When asked about the potential for a duopoly in the broadband market, FCC Commissioner Kathleen Abernathy on Wednesday told reporters at the United States Telecom Association trade show in Las Vegas she was not particularly concerned, given the various platforms used to deliver high-speed Internet access. Responding to the same question, FCC Commissioner Kevin Martin said the FCC would continue to watch Internet competition develop and make sure the industry did not get into that predicament. Both commissioners on Thursday voted to adopt the new rules granting the biggest local phone companies an incentive to build fiber networks within 500 feet of a home.

Jason Oxman, general counsel with the Association for Local Telecommunications Services, says the regional Bells are recapturing their monopoly position over the local loops, the last part of the incumbent network which is generally considered the most expensive to replicate. In a recent interview, Oxman said the cost of the fiber is not what makes building a network to homes so expensive; rather, it is the cost of building telephone poles, digging trenches and securing rights of way, “all that stuff the Bell companies own as a result of their monopoly,” he says.

“Every step the commission takes is an evisceration of unbundling rules that apply to the monopoly loop plant and that’s just wrong,” Oxman says.

In dissenting remarks today, FCC Commissioner Michael Copps, one of two Democrats on the commission, rejected the majority’s decision to grant further broadband deregulation.

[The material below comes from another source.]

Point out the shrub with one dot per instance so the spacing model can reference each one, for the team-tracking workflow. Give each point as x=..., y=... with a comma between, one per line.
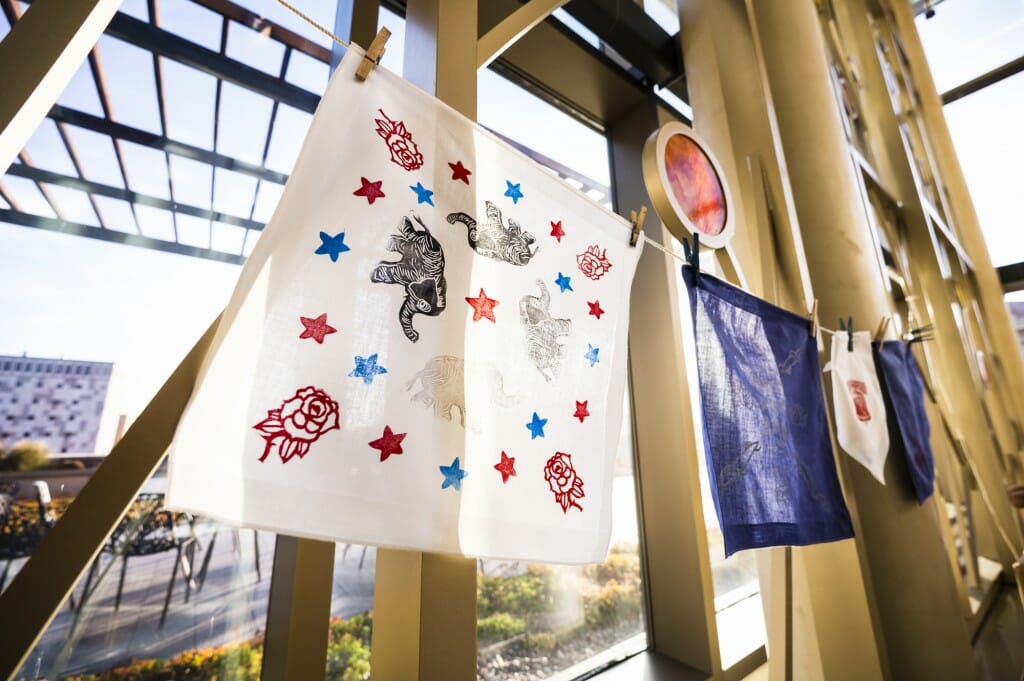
x=25, y=456
x=520, y=595
x=500, y=627
x=611, y=604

“Monopoly control of the last mile created all kinds of problems for basic telephone service in the last century, and now we seem bent on replicating that sad story for advanced services in the digital age,” said Copps, who is considered a frontrunner to take over the FCC as the interim chairman if Massachusetts Senator John Kerry wins the presidential election. “Unfortunately, the digital age is going to take a lot longer to get here because of the blows we are inflicting on competition.”